Un meteorito gigantesco impacta contra la península de Yucatán y los dinosaurios son ya historia. Un iceberg enorme surge de la nada en mitad de la noche y el Titanic se va a pique. A veces las cosas suceden así, sin previo aviso. Como ayer por la mañana: abro mi bote de proteínas… ¡y está vacío! Un bote de 1300 gramos, quién lo iba a decir. No sé por qué estúpido razonamiento había llegado a pensar que me duraría eternamente. Las palabras de Paul Bowles en «El cielo protector», de Bertolucci, me parecen ahora más proféticas que nunca:

 «Como no sabemos cuándo vamos a morir, llegamos a creer que la vida es un pozo inagotable. Sin embargo, todo sucede sólo un cierto número de veces, y no demasiadas. ¿Cuándo volverás a recordar aquella tarde de tu infancia, una tarde que marcó para siempre el resto de tu existencia? ¿Y cuántas veces más contemplarás la luna llena? Cuatro, quizá cinco. Y sin embargo, todo parece ilimitado».

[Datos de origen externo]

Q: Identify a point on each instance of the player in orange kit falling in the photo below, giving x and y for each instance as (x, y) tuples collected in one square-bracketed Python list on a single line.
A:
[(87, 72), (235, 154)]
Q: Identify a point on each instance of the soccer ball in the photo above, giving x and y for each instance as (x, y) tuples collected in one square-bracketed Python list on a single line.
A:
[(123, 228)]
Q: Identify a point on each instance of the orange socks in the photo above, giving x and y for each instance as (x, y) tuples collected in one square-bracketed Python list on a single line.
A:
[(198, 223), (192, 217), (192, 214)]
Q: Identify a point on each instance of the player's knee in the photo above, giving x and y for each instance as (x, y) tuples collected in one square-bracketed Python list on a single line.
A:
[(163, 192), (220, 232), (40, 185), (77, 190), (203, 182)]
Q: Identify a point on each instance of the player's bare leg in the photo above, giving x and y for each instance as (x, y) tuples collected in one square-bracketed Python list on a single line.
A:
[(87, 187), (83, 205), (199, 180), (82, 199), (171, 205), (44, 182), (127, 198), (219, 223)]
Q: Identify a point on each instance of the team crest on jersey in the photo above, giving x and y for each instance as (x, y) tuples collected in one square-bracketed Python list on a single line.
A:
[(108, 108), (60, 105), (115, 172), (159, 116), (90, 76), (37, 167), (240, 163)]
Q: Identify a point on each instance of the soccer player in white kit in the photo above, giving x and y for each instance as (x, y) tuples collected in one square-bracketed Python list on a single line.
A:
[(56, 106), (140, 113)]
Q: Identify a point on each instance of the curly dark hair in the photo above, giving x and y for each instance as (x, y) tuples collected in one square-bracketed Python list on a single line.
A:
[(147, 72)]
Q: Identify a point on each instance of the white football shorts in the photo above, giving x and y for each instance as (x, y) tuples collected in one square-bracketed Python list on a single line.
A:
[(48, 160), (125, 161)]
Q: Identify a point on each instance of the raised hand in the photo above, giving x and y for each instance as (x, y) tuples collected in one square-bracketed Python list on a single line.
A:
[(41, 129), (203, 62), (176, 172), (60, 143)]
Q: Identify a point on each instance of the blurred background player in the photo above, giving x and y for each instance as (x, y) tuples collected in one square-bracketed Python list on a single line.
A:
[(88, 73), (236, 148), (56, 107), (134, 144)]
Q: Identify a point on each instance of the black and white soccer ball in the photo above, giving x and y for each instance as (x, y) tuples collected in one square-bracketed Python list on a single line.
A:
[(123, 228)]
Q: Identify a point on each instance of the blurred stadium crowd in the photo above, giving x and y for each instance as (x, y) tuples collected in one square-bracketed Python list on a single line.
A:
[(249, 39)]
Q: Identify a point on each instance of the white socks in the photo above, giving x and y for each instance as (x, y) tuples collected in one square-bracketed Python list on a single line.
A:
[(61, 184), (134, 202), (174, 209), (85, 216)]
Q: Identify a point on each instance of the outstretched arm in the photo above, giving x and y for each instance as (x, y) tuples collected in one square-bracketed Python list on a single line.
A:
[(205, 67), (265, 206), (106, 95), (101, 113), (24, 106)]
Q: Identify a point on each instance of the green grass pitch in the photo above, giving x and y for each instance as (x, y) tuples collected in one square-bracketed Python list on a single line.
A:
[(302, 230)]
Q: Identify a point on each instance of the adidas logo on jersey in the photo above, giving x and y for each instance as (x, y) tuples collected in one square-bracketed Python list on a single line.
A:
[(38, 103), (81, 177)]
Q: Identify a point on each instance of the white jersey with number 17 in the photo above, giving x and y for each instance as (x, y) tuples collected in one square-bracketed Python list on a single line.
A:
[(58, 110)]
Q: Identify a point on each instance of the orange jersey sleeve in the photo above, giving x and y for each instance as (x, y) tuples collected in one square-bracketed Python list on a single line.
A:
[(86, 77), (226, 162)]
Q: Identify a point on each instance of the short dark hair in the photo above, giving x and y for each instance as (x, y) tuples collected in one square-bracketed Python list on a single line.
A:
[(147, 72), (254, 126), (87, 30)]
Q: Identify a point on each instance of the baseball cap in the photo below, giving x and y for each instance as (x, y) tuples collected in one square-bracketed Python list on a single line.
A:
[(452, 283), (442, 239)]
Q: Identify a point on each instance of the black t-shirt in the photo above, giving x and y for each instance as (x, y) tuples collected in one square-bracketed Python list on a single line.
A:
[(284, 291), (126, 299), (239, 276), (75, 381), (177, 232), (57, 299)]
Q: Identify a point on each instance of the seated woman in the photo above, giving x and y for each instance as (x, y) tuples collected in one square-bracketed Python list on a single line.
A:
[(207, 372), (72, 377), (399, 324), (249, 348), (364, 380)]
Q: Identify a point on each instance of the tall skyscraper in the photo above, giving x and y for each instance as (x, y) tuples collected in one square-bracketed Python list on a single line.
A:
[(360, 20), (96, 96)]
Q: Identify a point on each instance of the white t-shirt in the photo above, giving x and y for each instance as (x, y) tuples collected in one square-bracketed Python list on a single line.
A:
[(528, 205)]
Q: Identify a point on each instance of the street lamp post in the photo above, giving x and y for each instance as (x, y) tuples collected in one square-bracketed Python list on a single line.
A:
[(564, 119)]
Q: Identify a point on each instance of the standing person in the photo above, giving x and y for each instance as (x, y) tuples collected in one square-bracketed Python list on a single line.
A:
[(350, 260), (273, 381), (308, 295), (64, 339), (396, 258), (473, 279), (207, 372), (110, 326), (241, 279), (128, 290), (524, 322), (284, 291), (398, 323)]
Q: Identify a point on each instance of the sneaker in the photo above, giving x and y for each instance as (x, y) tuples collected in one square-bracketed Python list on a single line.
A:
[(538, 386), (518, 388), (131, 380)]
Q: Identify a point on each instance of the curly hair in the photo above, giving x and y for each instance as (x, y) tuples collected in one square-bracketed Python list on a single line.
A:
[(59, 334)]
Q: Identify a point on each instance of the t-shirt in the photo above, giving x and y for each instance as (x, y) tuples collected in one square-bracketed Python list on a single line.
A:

Sí, todo parece ilimitado. Como mi bote de proteínas. Me dirijo a la tienda de dietética de la que soy parroquiano desde hace tantos años que ni me acuerdo y escaneo los estantes en busca de lo que he venido a buscar, pero  no logro dar con ello. No, no tienen la «Whey Gold Protein», pero sí que hay un bote de «Iso Whey Protein» (Serie Élite). ¡Ostia puta! -exclamo al comprobar el precio.  Y por muy «serie élite» que sea, los 56 eurazos que vale me dejan sin aliento. Mónica, la dependienta, intenta quitarle hierro al asunto, y bromea diciendo que con esa proteína los músculos crecen solos. Cómo mínimo, contesto yo poniendo los ojos en blanco. Siento como si me amputaran una pierna cuando el dinero cambia de manos. Diez mil pesetas un bote de proteínas, afirmo categórico, en un último esfuerzo por apelar a la justicia divina. Mónica me mira con desdén, como si aún no me hubiese dado cuenta de que estamos en el siglo XXI: «No seas antiguo». Pero yo ya he traspasado la barrera de los cuarenta, y tendrían que hacerme una lobotomía para extirparme el conversor de moneda que llevo instalado en algún rincón de mi cerebro. Antes, con diez mil pesetas en el bolsillo podías hacer algo. Ahora eso es lo que vale un bote de proteína sintética de 1 kilo.  Y por muy «whey» que sea, no me parece nada guay.

Dejo en casa la proteína de las narices y decido dar un paseo por el centro de la city. Cómo no, cuando introduzco mi T-10 en la máquina del metro suena un pitido estridente que significa que la tarjeta está agotada. El tipo de Seguridad que está apostado detrás de los torniquetes de entrada con los brazos en jarra, las piernas abiertas y toda la pinta de meterse en el cuerpo un bote de proteína «whey» a diario, me mira con cara de pocos amigos. Por megafonía advierten que la multa por viajar sin billete es de 100 euros. Comete un desfalco, evade impuestos a través de paraísos fiscales, deja en la calle a tus trabajadores… y no te pasará nada. Pero viaja en el metro sin billete y todo el peso de la justicia caerá sobre tus escuálidos y mezquinos hombros. Me compro una T-10. Ha subido de precio, naturalmente. 9,25. A este paso cuando llegue la noche me habré arruinado. 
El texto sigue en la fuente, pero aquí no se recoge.